No. The IHR Emergency Committee's Temporary Recommendations are advisory. The Director-General is not bound to follow them, and states parties are not legally obliged to implement them, though they are expected to notify WHO of deviations.Source: WHO / IHR 2005 text

Background

The International Health Regulations Emergency Committee is the standing expert panel convened by the WHO Director-General under the International Health Regulations (2005) whenever a potential Public Health Emergency of International Concern (PHEIC) is under consideration. Its mandate is to advise the Director-General on whether a PHEIC threshold has been met and to recommend Temporary Recommendations: the measures states parties should adopt in response. The committee has no independent power: its advice is formally advisory, and the Director-General is not bound to follow it.
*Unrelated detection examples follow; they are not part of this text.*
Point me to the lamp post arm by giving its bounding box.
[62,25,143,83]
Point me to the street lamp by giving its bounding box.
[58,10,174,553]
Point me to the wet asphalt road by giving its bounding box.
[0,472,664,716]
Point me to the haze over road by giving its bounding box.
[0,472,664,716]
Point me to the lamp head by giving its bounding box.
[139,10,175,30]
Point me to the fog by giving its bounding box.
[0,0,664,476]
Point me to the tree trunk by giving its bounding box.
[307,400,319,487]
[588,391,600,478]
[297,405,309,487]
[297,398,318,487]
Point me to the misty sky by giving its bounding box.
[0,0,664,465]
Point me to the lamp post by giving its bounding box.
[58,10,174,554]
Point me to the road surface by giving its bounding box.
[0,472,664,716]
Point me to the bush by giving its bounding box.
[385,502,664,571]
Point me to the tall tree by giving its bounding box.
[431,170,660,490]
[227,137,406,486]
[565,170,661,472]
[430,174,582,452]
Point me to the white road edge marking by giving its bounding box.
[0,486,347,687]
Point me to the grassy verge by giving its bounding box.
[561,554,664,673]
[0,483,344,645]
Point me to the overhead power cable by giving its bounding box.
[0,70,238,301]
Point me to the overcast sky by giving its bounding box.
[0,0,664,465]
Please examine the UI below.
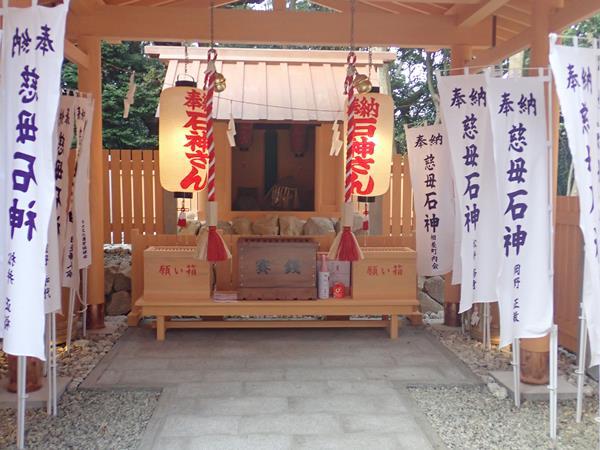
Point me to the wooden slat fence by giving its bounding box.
[103,150,164,244]
[381,155,415,248]
[554,196,583,352]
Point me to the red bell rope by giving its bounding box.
[344,52,356,203]
[204,48,217,202]
[198,48,231,262]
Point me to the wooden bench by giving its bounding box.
[136,297,420,341]
[128,230,421,340]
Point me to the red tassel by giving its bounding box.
[177,211,187,228]
[337,227,360,261]
[206,226,229,262]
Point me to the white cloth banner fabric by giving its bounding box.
[405,125,454,276]
[73,97,94,269]
[550,41,600,366]
[54,95,75,256]
[438,75,500,313]
[0,30,8,339]
[44,95,74,313]
[487,76,553,347]
[0,1,69,360]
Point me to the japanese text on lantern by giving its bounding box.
[351,96,379,195]
[497,92,537,323]
[2,25,54,330]
[415,133,444,270]
[179,89,208,191]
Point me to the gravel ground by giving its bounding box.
[409,386,598,450]
[409,324,599,450]
[0,316,160,450]
[0,389,160,449]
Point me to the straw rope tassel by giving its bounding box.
[328,52,364,261]
[196,48,231,262]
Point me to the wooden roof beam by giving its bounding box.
[67,6,491,47]
[456,0,510,27]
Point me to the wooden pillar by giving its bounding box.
[444,45,472,327]
[521,0,558,384]
[78,37,104,329]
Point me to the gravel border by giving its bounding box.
[0,316,161,450]
[408,385,598,450]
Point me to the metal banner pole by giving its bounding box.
[512,338,521,408]
[43,314,50,378]
[548,324,558,442]
[81,267,87,337]
[483,303,492,352]
[67,288,75,350]
[17,356,27,449]
[575,302,587,423]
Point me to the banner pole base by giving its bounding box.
[512,338,521,408]
[548,325,558,443]
[575,303,587,423]
[17,355,27,449]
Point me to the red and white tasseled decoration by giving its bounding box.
[196,48,231,262]
[328,52,364,261]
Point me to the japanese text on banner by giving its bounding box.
[487,77,553,346]
[438,75,499,312]
[406,125,454,276]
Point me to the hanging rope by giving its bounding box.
[204,48,217,202]
[328,0,364,261]
[196,2,231,262]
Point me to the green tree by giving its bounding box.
[389,48,450,153]
[63,42,165,149]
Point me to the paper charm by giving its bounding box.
[123,70,137,119]
[329,120,344,156]
[227,114,237,147]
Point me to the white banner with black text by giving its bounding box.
[405,125,454,276]
[438,75,500,313]
[0,1,69,359]
[550,41,600,366]
[487,76,553,347]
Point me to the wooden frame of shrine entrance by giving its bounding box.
[4,0,600,366]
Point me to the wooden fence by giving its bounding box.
[381,155,415,248]
[103,150,164,244]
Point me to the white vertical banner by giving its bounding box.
[73,97,94,269]
[0,30,9,338]
[54,95,75,255]
[550,42,600,366]
[487,76,553,347]
[405,125,454,276]
[0,1,69,359]
[438,75,500,313]
[44,95,74,313]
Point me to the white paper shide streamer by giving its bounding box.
[406,125,454,276]
[438,75,499,312]
[0,2,68,359]
[487,76,553,346]
[550,41,600,366]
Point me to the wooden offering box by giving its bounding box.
[144,246,211,302]
[238,237,318,300]
[352,247,417,300]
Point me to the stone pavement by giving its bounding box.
[82,328,480,450]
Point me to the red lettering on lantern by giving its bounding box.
[350,97,379,195]
[179,89,208,191]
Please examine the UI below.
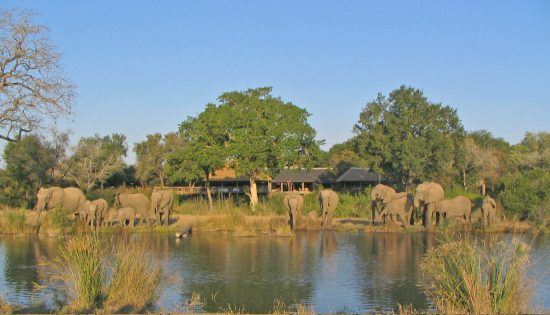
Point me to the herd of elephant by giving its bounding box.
[36,187,174,227]
[371,182,497,227]
[283,182,497,229]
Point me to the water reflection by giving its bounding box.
[0,232,550,313]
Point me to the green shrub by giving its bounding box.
[59,234,105,312]
[499,168,550,220]
[421,238,529,314]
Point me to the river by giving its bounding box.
[0,232,550,313]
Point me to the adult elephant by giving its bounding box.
[149,189,174,226]
[481,196,497,228]
[437,196,472,223]
[283,192,304,230]
[370,184,396,225]
[115,193,151,225]
[317,189,340,229]
[35,187,86,226]
[414,182,445,227]
[381,192,414,227]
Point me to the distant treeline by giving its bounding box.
[0,86,550,226]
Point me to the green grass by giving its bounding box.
[60,234,105,312]
[421,237,530,314]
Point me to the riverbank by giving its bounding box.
[0,209,544,236]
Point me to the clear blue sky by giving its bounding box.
[0,0,550,161]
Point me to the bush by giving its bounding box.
[499,168,550,220]
[60,234,105,311]
[421,238,529,314]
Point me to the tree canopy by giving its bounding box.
[67,134,127,190]
[0,10,75,141]
[354,86,465,187]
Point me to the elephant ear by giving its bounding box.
[283,195,290,211]
[298,195,304,211]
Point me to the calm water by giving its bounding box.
[0,232,550,313]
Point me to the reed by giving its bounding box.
[421,237,530,314]
[59,234,105,312]
[103,238,161,313]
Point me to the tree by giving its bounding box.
[0,10,75,141]
[134,133,183,187]
[218,87,321,209]
[0,135,56,206]
[462,130,511,195]
[67,134,127,190]
[354,86,465,188]
[168,104,229,210]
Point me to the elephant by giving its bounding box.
[283,192,304,230]
[317,189,340,229]
[380,192,414,227]
[370,184,396,225]
[149,189,174,226]
[437,196,472,223]
[107,207,136,227]
[414,182,445,227]
[481,196,497,228]
[88,198,109,226]
[35,187,86,226]
[115,193,150,225]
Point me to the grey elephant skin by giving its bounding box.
[149,189,174,226]
[107,207,136,227]
[438,196,472,223]
[370,184,396,225]
[283,192,304,230]
[481,196,497,227]
[88,198,109,227]
[317,189,340,229]
[115,193,150,225]
[35,187,86,225]
[414,182,445,227]
[381,192,414,227]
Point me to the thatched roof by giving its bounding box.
[210,167,269,183]
[336,167,384,183]
[273,168,336,184]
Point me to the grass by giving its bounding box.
[421,237,530,314]
[103,238,161,313]
[51,233,162,313]
[60,234,105,312]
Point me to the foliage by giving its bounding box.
[0,135,56,207]
[354,86,465,187]
[421,238,529,314]
[67,134,127,190]
[0,10,75,141]
[104,238,161,313]
[512,132,550,171]
[134,133,183,186]
[499,168,550,219]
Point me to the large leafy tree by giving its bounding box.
[0,135,56,206]
[67,134,127,190]
[167,104,230,210]
[0,10,75,141]
[134,133,183,186]
[170,87,320,207]
[218,87,320,208]
[354,86,465,188]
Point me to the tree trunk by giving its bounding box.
[205,180,214,211]
[249,177,258,210]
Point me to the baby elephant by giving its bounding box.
[107,207,136,227]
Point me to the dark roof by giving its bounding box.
[273,168,336,184]
[336,167,383,183]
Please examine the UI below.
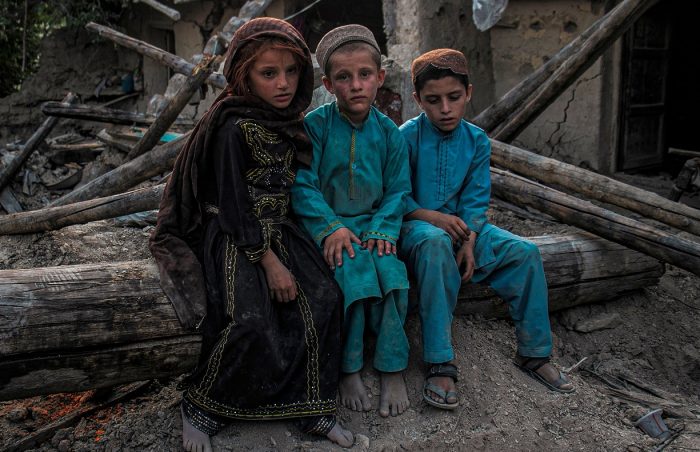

For the 2026 Bundibugyo Ebola outbreak, the committee convened on 19 May, after WHO Director-General Tedros Adhanom Ghebreyesus had already declared a PHEIC on 17 May without waiting for committee convening, a procedurally unusual step that drew criticism. The committee's Temporary Recommendations, issued 22 May, called for exit screening at borders, 21-day contact tracing, and SAFE and dignified burials. Critically, the committee explicitly advised against travel or trade restrictions, advice the United States had already ignored with a 21-day entry ban imposed on DRC, Uganda, and South Sudan nationals on 18 May, four days before the recommendations were issued.

The committee did not invoke the higher Pandemic Emergency tier introduced following the Covid-19 review. Its role in the Bundibugyo response illustrates a persistent tension in global health governance: the committee's deliberative pace versus the political speed at which states enact border measures.